The bring your own device trend has resulted in a shift in where responsibility for security rests, according to RSA Conference. For more than a decade, the conference has played host to extremely complex and powerful security solutions that must be driven into an organization from the top down. But this year, that balance of power moved back down toward the bottom, because enterprises now have to deal with the security of their employees’ personal devices.
To that end, numerous companies have been offering solutions that lock down end-user phones, or that wrap sensitive apps and data in a security layer that can be monitored and managed. But as the needs of enterprises in this space have gotten more complex, new companies have cropped up to deal with the problem.
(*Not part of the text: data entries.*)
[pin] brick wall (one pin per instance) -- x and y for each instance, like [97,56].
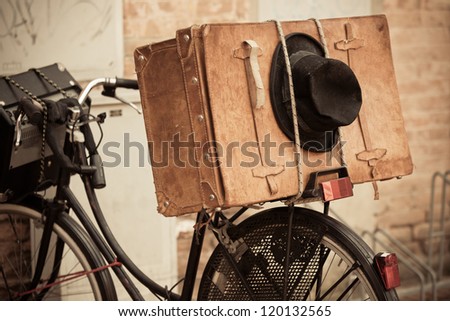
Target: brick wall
[420,37]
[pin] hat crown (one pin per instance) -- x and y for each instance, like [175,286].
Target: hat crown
[327,92]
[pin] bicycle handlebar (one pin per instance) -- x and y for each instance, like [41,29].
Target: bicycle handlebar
[107,83]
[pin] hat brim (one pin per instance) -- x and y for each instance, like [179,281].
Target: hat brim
[316,141]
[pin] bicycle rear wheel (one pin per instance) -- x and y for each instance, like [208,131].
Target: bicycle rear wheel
[21,228]
[325,260]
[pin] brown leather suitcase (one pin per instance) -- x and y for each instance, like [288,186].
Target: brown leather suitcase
[216,127]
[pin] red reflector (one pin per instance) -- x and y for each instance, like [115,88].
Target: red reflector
[387,265]
[336,189]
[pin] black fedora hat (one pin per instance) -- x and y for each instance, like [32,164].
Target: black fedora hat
[327,92]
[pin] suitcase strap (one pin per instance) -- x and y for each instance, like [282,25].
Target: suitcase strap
[370,155]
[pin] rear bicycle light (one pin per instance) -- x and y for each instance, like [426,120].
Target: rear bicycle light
[387,265]
[336,189]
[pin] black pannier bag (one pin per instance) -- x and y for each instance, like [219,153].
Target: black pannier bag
[21,144]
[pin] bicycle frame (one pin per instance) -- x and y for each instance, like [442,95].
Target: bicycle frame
[109,247]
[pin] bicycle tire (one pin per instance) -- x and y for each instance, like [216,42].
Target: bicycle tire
[19,247]
[327,261]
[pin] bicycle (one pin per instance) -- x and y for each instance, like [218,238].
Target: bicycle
[282,253]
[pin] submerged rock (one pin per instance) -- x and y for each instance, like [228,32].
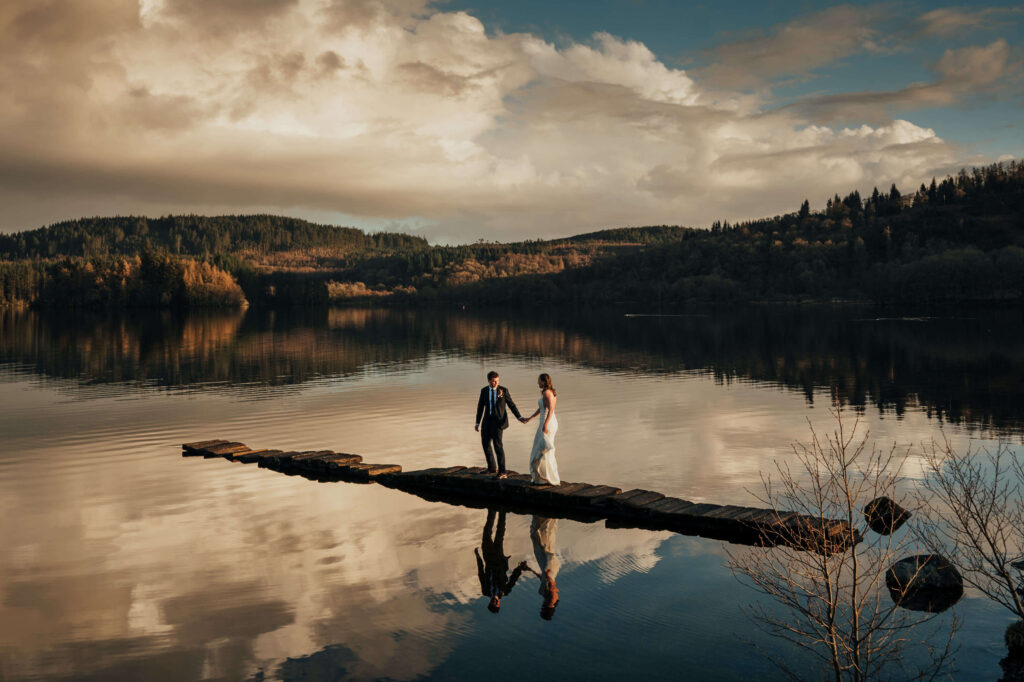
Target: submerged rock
[884,515]
[925,583]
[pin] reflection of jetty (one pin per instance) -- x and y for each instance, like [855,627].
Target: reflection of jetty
[473,486]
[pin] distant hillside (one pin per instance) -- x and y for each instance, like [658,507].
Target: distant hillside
[957,240]
[194,236]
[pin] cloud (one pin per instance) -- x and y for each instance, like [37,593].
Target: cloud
[947,22]
[402,112]
[797,47]
[958,73]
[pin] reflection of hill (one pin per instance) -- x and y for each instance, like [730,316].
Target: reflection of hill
[968,369]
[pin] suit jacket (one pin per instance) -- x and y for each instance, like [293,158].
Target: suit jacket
[504,398]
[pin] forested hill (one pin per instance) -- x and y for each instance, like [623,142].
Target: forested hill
[955,240]
[194,236]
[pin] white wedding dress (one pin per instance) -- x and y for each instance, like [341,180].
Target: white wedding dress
[543,468]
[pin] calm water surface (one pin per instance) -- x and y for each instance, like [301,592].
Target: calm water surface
[123,560]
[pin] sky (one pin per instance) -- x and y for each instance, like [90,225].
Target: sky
[477,119]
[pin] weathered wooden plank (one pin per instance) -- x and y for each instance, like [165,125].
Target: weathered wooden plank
[431,473]
[255,456]
[238,456]
[637,502]
[569,488]
[378,469]
[628,496]
[233,451]
[311,455]
[596,492]
[279,459]
[725,513]
[700,509]
[200,444]
[325,463]
[637,506]
[224,449]
[668,506]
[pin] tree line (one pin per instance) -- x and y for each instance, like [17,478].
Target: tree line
[956,240]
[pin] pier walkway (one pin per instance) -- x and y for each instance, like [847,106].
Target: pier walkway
[473,486]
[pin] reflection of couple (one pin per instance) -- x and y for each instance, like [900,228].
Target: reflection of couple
[492,420]
[493,564]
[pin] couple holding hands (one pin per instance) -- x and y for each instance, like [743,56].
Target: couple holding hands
[492,420]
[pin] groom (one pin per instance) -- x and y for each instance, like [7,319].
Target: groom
[491,407]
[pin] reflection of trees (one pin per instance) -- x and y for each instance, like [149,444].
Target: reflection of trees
[967,369]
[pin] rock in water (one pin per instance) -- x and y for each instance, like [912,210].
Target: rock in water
[884,515]
[925,583]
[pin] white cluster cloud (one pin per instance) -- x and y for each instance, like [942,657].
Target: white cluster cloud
[384,112]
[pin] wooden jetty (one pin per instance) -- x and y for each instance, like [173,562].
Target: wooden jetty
[587,502]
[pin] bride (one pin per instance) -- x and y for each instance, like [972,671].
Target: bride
[543,468]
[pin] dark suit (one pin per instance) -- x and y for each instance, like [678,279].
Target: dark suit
[495,420]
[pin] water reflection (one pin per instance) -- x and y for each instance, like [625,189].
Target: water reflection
[493,563]
[542,534]
[962,369]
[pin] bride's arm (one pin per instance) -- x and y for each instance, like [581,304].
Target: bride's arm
[549,402]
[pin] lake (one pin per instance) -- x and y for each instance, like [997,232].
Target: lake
[124,560]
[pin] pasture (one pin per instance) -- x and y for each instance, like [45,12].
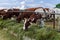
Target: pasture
[10,30]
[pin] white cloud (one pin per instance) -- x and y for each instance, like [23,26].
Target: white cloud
[41,1]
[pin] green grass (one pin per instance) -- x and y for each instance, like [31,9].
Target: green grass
[34,32]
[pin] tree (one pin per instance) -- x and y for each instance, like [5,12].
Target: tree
[58,6]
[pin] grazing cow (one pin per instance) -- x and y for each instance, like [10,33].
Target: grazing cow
[26,13]
[33,19]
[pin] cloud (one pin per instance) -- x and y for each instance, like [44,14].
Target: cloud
[41,2]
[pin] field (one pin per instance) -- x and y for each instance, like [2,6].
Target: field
[10,30]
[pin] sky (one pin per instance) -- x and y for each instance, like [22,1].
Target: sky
[28,3]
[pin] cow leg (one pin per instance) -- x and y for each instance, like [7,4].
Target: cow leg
[42,23]
[24,27]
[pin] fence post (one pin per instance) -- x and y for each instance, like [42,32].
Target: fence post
[53,21]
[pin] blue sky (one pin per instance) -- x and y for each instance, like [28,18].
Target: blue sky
[28,3]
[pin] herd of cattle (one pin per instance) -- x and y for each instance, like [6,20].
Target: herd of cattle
[29,15]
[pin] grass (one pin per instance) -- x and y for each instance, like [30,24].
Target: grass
[34,32]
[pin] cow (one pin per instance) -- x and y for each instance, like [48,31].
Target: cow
[10,13]
[33,19]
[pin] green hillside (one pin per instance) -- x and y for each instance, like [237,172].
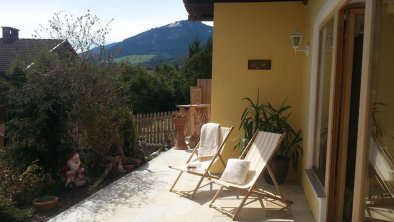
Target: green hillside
[135,59]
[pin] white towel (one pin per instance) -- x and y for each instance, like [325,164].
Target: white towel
[209,140]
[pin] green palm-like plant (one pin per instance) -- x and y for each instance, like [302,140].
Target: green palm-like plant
[264,116]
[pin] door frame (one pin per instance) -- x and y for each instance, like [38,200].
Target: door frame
[364,111]
[341,111]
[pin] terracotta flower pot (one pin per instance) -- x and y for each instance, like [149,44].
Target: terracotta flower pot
[46,203]
[180,124]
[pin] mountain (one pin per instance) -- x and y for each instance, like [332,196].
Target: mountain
[160,44]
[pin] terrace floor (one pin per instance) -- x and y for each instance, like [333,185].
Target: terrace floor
[143,196]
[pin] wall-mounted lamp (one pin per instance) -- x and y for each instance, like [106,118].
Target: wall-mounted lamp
[330,40]
[295,39]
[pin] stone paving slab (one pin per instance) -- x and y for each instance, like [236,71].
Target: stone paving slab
[143,196]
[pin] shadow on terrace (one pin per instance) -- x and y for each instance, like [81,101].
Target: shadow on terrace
[143,195]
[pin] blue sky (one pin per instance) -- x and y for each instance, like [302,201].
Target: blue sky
[130,16]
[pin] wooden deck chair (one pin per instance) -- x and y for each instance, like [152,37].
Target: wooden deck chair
[200,166]
[258,153]
[383,165]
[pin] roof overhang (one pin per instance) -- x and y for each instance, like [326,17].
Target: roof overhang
[202,10]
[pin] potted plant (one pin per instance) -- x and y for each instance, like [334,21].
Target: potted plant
[264,116]
[180,120]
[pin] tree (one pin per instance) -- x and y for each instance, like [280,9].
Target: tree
[83,32]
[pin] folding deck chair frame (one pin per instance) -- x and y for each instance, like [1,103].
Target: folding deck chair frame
[250,187]
[204,173]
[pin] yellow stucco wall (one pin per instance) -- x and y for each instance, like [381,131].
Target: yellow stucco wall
[245,31]
[255,31]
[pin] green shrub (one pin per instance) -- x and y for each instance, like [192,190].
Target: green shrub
[24,187]
[10,213]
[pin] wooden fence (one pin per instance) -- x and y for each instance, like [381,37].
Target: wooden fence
[155,128]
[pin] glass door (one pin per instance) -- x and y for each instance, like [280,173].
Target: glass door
[379,179]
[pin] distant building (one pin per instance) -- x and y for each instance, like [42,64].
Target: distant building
[26,50]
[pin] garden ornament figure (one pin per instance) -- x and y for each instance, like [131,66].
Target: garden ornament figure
[72,172]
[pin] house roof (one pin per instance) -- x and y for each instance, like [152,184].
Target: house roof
[202,10]
[24,49]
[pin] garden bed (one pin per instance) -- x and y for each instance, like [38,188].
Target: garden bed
[70,197]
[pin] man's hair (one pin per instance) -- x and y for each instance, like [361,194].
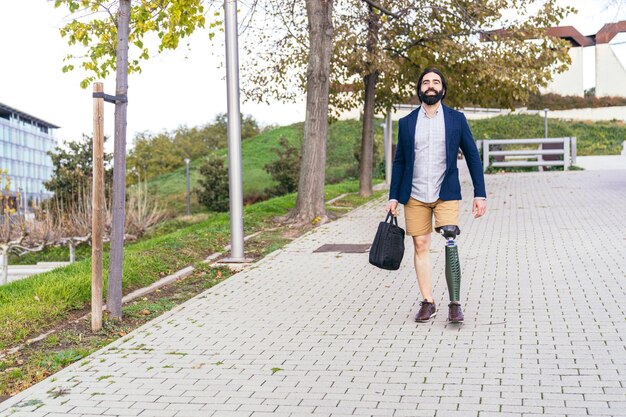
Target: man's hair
[440,74]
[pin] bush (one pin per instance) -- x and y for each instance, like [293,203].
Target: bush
[213,190]
[285,170]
Bluebox Security, for example, came out of stealth mode at RSA Conference to show off its enterprise mobile device security solution for the iPhone. The company spent the last two years reverse-engineering iOS in order to offer a true security product that goes beyond the MDM specifications Apple itself created to deal with the problem.
At its core, Bluebox secures the enterprise data that’s stored on a phone, rather than wrapping existing applications. But while the software makes things easier for administrators, it was a top priority of the project to not make the end user feel put upon by the complexity of the security solution.
Caleb Sima, CEO of Bluebox, said that user interfaces are becoming increasingly important to security developers, who traditionally have not worried very much about UI design.
“It’s not just on mobile, [it’s] the security industry as a whole: We’re moving into a world where not only does the enterprise not own the device, they don’t own the service,” he said. “It is a user-focused world, user-centric. Security no longer has the ability to be the bouncer and say ‘You can’t do that.’ They need to be a bodyguard, that allows you to do things, but watches your back while you do it. We need to start looking at employees no longer as being nefarious, but as being people we work with and monitor, versus stopping and controlling. That goes beyond mobile, that goes to the security industry as whole.”
(Related: How BYOD is also changing testing)
Call it the security UI revolution. Thanks to bring your own device, security tools now must be easily usable by novice users inside the enterprise. They must be unobtrusive and not stop the end user from doing things he or she would normally do with their phone. Why treat users with kid gloves? Because if the end user simply bypasses or turns off the security tool because it’s getting in their way, all the efforts of a security team are suddenly thwarted.